Oggettivamente non è facile spiegare perché la strategia statunitense nel conflitto ucraino è profondamente sbagliata, ma è indispensabile provarci, anche perché schierarsi a sostegno dell’aggredito è naturale e istintivo, ma può essere controproducente.
Intanto non possono esserci dubbi sul fatto che l’invasione russa di parte di uno stato sovrano costituisca una clamorosa violazione del diritto internazionale.
Le pesantissime responsabilità della NATO (cioè degli USA) nel mancato rispetto degli accordi che ne escludevano l’estensione e che furono alla base della caduta del muro di Berlino e dello sbriciolamento dell’impero sovietico non sono una giustificazione per l’attacco russo, ma piuttosto una ulteriore dimostrazione della scarsa credibilità delle attuali classi dirigenti.
La reazione ‘occidentale’ contro la Russia poggia su due iniziative: il sostegno bellico (armi, istruttori, bande di mercenari ….) a Zelensky e il tentativo (già fallito) di isolare economicamente Putin.
Del primo conosciamo le conseguenze: è il censimento dei morti e dei feriti, le dimensioni dell’esodo degli sfollati, l’elenco delle distruzioni, il rischio di un allargamento incontrollato del conflitto.
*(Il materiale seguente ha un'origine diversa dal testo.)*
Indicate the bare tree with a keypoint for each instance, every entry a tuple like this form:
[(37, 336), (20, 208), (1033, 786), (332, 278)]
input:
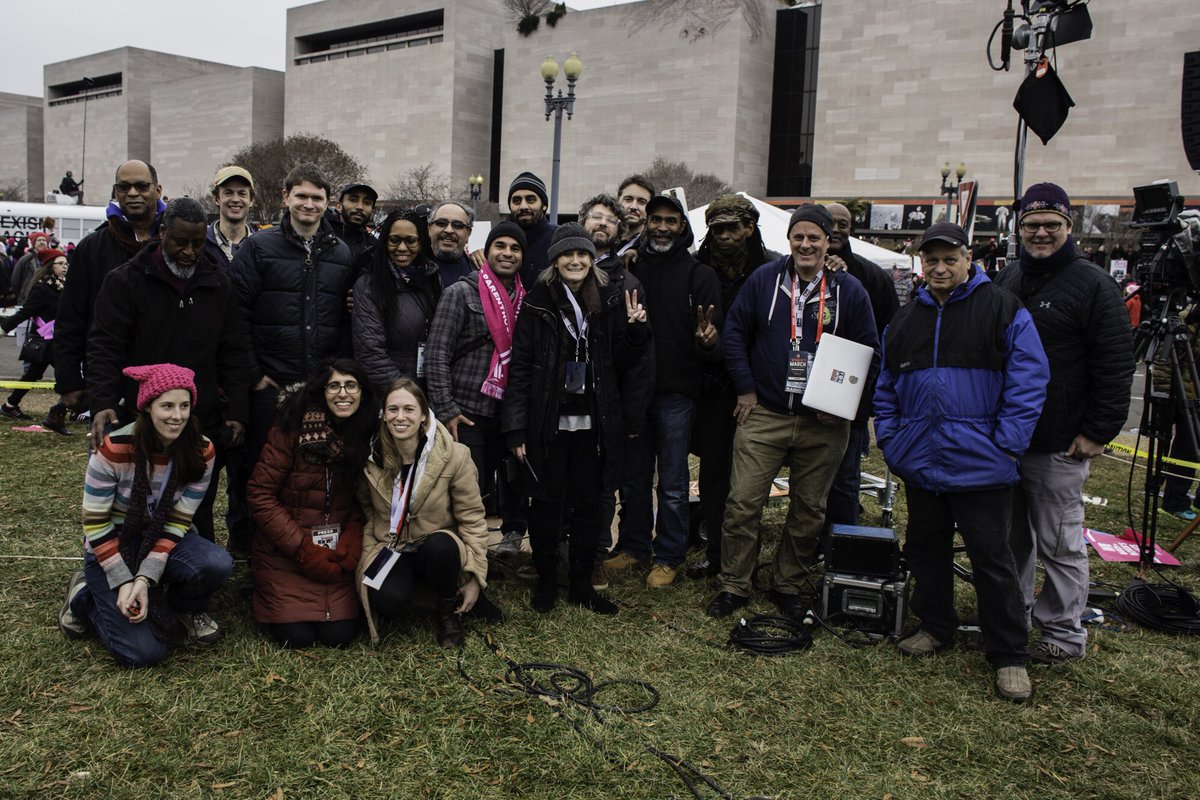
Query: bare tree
[(418, 186), (699, 18), (13, 191), (700, 187), (269, 162)]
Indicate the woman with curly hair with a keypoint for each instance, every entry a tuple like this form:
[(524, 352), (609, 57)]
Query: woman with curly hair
[(309, 530)]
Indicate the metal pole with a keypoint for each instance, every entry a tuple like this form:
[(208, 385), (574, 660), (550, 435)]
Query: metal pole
[(553, 175)]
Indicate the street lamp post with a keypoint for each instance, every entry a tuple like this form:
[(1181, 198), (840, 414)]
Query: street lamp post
[(477, 186), (556, 104), (952, 190)]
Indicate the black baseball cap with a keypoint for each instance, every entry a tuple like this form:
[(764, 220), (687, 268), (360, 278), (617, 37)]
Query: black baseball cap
[(947, 232)]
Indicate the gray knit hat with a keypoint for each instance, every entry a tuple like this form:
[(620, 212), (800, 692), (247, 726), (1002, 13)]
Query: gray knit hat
[(570, 236)]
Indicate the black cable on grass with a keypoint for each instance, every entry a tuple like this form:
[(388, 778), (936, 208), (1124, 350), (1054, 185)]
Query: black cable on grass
[(1165, 607), (771, 636), (568, 683)]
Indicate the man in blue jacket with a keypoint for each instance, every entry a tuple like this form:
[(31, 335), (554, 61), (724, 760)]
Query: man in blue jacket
[(771, 337), (960, 390)]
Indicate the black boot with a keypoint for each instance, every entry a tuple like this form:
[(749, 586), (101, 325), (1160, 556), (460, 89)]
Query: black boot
[(448, 625)]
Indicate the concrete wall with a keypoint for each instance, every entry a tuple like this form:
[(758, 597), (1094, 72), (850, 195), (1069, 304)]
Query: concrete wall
[(21, 143), (118, 126), (905, 85), (190, 137), (643, 92)]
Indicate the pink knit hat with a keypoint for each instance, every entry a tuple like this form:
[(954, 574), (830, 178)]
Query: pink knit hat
[(156, 379)]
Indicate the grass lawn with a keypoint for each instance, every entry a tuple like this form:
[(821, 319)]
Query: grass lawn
[(246, 719)]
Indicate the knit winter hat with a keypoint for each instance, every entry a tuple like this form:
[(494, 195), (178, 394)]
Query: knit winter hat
[(49, 254), (570, 236), (510, 229), (155, 379), (817, 215), (730, 208), (532, 182), (1045, 197)]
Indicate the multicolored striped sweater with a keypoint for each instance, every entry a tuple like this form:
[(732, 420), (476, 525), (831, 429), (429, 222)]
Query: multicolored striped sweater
[(106, 500)]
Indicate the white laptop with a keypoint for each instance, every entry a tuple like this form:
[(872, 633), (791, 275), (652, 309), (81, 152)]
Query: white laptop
[(838, 377)]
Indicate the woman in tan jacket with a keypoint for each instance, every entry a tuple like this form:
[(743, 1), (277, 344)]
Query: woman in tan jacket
[(425, 519)]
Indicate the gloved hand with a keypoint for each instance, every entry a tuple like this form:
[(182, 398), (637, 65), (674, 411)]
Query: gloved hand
[(315, 564)]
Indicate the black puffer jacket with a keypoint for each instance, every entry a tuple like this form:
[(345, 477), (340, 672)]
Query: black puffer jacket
[(141, 318), (389, 350), (1085, 332), (293, 300), (529, 413), (100, 252)]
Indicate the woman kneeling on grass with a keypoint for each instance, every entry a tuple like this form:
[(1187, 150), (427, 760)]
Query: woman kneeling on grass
[(143, 485), (425, 519), (310, 531)]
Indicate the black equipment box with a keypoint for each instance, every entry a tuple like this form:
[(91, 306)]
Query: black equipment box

Per il secondo sarebbe necessario riflettere su chi ne è vittima veramente: Putin o gli stati europei? Sicuramente non gli USA, che sembrano invece ricavarne extra-profitti con la vendita di armi e gas liquefatto.
Alcuni aspetti di questa progressione di decisioni ostili (come d’altronde le inevitabili risposte) mi appaiono grotteschi: quale sarebbe la penalità di impedire ai viaggiatori russi di visitare l’Europa? Pensiamo veramente che ogni turista nasconda una spia? E chi sarebbero i suoi informatori?
Penso invece che mantenere scambi culturali e personali, anche fra nazioni in guerra (come di fatto siamo) non possa che aiutare nella ricerca di una soluzione di pace.
Ma la domanda che dobbiamo porci e alla quale anche figure importanti di qua e di là dell’Atlantico hanno forse già risposto, purtroppo negativamente, è: vogliamo davvero la pace?
Vogliamo veramente la fine delle violenze, da chiunque perpetrate?
Perché la Pace non è mai il frutto solo della forza: quella si chiama vittoria e in genere lascia dietro di se strascichi di polemiche, risentimenti, vendette, resistenze alle nuove Autorità, spirito di rivalsa, ecc ….
La Pace è la decisione di convivere in un clima di reciproco rispetto e tolleranza, con l’impegno di risolvere i problemi (che ci saranno sempre) col dialogo; senza pesare i torti e le ragioni con una bilancia che non sarà mai in pareggio.
Ho in mente un esempio di non molti anni fa: la scelta di Nelson Mandela, dopo 27 anni di persecuzione in carcere, di giocare il suo prestigio internazionale su un progetto di ‘riconciliazione’, che non poteva e non ha voluto certo compensare, nemmeno sul piano economico, le migliaia di vittime della odiosa segregazione razziale in Sud Africa, ma ha evitato un bagno di sangue e ha aperto una fase di relativa stabilità.
La ricetta per evitare una terza e definitiva guerra mondiale è restituire all’ONU il suo ruolo, far sedere allo stesso tavolo USA/NATO e Russia, smilitarizzare le aree contese e recuperare la quantità sconfinata di armi finite nelle mani di milizie e mercenari.
L’Europa può svolgere un ruolo fondamentale, se riuscirà a recuperare la propria autonomia, rifiuterà di impegnare in una dissennata campagna di riarmo le risorse che sono invece necessarie alle politiche sociali rese indispensabili dalla crisi.
Alla Pace bisogna semplicemente credere, senza chiedersi a chi giova maggiormente, perché la sua alternativa è il disastro per tutti.